Mit modernster Technik erforschen Wissenschaftler die Gene der Mumie - und streiten über die Schlussfolgerungen

Hamburg. Was macht es so schwierig, die Todesursache von Tutanchamun festzustellen? Mit modernsten Methoden der Gentechnik und Radiologie erforschen Wissenschaftler seit Jahren die mumifizierten Überreste des berühmten ägyptischen Königs - und kommen doch zu keinem eindeutigen Ergebnis. Dafür ist jetzt ein Streit entbrannt, wie die jüngsten Forschungsergebnisse zu deuten seien.

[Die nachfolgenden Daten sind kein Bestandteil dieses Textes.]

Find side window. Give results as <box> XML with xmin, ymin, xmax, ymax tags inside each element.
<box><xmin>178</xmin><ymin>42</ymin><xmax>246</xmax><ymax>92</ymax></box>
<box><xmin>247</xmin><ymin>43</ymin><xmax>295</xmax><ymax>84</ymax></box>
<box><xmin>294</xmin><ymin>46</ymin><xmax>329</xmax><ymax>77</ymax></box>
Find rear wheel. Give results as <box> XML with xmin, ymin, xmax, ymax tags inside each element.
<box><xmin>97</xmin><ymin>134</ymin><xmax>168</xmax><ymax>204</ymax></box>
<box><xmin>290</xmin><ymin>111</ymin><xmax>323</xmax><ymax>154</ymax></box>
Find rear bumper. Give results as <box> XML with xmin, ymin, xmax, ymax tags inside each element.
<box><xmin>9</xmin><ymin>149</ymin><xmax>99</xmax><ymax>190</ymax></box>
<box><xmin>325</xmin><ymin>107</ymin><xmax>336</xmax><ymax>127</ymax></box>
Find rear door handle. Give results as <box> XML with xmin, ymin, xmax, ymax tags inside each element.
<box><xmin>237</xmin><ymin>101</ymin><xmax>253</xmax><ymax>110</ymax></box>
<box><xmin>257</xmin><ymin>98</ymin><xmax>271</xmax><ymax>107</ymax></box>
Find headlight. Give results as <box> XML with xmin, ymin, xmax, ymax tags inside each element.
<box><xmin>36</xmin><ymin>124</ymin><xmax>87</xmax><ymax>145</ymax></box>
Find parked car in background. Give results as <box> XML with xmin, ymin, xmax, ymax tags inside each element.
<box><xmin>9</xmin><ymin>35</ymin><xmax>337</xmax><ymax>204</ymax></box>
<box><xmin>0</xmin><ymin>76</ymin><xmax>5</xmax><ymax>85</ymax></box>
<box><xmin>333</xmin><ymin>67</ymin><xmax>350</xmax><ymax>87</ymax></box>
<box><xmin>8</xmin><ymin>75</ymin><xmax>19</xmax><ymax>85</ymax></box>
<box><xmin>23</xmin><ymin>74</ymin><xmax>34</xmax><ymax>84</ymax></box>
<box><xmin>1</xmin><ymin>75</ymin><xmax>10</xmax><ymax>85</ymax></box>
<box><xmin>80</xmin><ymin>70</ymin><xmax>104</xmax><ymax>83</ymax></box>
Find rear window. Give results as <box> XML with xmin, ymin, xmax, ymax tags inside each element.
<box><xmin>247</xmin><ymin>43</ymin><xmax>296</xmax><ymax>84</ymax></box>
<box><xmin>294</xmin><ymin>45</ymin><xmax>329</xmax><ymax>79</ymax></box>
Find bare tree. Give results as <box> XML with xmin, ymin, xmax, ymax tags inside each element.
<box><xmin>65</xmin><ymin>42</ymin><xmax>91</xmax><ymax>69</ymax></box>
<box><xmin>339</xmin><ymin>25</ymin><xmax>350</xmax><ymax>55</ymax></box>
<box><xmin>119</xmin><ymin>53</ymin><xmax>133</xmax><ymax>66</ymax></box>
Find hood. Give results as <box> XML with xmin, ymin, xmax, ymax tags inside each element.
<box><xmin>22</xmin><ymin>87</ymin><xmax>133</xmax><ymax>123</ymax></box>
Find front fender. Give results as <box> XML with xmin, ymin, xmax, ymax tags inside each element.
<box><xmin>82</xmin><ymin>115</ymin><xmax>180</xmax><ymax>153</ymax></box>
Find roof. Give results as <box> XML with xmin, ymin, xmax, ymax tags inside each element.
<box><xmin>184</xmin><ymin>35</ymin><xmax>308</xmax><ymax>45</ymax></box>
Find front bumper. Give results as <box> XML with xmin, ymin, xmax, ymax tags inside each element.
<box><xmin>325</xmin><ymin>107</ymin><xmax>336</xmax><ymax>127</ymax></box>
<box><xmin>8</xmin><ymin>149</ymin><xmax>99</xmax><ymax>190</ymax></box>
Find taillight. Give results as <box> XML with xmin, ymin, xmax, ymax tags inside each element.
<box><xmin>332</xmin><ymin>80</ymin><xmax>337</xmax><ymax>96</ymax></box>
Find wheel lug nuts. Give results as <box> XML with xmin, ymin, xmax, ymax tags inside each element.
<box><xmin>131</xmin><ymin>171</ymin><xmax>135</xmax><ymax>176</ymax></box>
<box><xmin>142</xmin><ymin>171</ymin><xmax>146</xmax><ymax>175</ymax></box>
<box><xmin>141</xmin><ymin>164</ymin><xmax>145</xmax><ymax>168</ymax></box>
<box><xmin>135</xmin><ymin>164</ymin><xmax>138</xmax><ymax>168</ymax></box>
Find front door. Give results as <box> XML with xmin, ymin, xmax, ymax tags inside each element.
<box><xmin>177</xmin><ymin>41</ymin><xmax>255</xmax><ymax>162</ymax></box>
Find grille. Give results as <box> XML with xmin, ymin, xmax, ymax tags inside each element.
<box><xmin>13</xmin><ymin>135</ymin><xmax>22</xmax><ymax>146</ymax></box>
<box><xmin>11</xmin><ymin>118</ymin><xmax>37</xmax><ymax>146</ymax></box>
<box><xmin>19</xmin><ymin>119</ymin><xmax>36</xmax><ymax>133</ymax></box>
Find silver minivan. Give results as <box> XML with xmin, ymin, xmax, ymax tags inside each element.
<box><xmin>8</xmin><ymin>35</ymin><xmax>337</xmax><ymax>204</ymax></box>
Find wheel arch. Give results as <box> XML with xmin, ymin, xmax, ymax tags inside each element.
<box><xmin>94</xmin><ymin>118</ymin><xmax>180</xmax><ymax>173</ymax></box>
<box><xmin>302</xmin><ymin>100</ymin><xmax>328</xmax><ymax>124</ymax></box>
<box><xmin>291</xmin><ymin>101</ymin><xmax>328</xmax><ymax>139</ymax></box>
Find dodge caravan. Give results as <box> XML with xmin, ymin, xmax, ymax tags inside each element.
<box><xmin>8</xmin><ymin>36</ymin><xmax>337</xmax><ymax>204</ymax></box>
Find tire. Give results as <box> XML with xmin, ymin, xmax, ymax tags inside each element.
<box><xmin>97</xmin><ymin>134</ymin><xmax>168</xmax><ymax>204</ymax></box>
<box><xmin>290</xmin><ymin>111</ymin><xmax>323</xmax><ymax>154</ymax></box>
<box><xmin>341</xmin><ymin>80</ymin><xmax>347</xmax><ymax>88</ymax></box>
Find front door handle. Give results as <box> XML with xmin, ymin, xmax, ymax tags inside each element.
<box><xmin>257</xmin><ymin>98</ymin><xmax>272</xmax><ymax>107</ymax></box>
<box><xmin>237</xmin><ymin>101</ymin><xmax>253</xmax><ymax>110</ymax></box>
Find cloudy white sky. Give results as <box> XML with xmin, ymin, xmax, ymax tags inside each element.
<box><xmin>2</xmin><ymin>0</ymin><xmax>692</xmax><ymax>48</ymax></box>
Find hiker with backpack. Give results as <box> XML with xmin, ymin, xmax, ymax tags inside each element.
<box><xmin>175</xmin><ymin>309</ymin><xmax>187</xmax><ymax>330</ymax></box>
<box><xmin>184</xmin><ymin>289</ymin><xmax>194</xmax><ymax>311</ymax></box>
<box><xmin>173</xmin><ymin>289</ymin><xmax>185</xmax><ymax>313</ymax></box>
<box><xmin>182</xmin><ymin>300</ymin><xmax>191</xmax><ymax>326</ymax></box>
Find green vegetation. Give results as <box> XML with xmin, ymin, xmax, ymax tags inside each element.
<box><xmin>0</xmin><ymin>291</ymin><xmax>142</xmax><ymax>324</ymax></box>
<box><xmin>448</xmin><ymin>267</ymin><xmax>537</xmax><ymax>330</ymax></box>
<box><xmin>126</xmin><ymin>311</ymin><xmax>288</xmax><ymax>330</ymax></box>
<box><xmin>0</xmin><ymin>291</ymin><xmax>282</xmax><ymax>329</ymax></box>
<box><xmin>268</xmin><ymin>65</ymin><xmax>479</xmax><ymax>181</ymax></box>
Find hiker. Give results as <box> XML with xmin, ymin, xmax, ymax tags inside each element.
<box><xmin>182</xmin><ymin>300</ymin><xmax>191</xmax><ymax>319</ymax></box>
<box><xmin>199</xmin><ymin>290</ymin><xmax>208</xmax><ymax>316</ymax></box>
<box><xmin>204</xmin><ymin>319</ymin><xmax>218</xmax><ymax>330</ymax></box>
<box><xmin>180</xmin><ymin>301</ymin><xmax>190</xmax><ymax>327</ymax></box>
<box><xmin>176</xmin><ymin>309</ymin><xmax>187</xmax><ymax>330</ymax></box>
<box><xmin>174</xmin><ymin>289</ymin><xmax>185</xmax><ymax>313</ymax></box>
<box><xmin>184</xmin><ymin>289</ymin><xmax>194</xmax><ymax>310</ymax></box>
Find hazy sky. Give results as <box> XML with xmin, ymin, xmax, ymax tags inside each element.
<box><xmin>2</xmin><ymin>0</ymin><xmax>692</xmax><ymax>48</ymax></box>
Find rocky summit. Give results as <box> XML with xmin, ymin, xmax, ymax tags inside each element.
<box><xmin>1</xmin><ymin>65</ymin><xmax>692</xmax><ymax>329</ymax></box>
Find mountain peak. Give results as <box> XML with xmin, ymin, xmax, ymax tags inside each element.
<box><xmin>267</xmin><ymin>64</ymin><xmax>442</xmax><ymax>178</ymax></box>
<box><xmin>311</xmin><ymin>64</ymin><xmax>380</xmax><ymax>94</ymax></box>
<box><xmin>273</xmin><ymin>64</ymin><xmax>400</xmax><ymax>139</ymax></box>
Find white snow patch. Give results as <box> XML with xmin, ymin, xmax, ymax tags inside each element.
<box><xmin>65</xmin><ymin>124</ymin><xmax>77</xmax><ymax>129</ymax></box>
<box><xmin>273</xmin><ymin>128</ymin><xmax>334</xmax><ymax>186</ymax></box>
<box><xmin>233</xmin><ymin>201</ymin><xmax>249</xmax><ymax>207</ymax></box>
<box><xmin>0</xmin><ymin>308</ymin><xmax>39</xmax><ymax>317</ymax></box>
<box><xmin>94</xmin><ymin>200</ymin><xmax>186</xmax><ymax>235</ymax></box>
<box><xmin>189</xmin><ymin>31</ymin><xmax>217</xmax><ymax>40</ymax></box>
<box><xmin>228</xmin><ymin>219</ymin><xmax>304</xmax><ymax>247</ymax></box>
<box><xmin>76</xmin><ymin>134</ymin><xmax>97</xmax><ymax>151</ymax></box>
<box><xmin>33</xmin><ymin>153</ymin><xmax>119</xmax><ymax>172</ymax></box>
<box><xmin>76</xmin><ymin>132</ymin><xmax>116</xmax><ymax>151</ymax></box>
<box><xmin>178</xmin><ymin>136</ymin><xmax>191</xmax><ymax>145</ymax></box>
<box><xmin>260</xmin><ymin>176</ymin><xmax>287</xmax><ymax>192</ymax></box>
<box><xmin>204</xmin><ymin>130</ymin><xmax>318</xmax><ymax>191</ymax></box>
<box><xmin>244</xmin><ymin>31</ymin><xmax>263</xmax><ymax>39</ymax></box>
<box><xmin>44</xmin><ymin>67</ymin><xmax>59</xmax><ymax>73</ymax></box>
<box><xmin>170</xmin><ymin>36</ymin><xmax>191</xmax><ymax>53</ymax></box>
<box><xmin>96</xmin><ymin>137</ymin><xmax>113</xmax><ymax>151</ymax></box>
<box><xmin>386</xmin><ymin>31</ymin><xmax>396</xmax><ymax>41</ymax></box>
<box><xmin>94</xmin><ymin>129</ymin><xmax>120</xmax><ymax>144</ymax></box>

Der Auseinandersetzung ging eine sensationelle Nachricht voraus: Im Februar hatte Dr. Zahi Hawass, Ägyptologe und Generalsekretär der ägyptischen Altertümerverwaltung, verkündet, dass sein Team aus dem Mumiengewebe Genabschnitte isoliert und aus der DNA die Verwandtschaftsverhältnisse bestimmt habe. Demnach war Tutanchamuns Vater der fast ebenso berühmte Pharao Echnaton. Doch woran ist Tutanchamun gestorben? Die Forscher um Hawass wiesen auch spezifische Genabschnitte des Malariaparasiten Plasmodium falciparum nach. Aufnahmen einer Computertomografie zeigten außerdem Knochendefekte und zwei verkürzte Mittelfußknochen am linken Fuß. Er vermute deshalb eine Malaria in Kombination mit der Köhlerschen Knochenkrankheit als Todesursache, sagte Hawass.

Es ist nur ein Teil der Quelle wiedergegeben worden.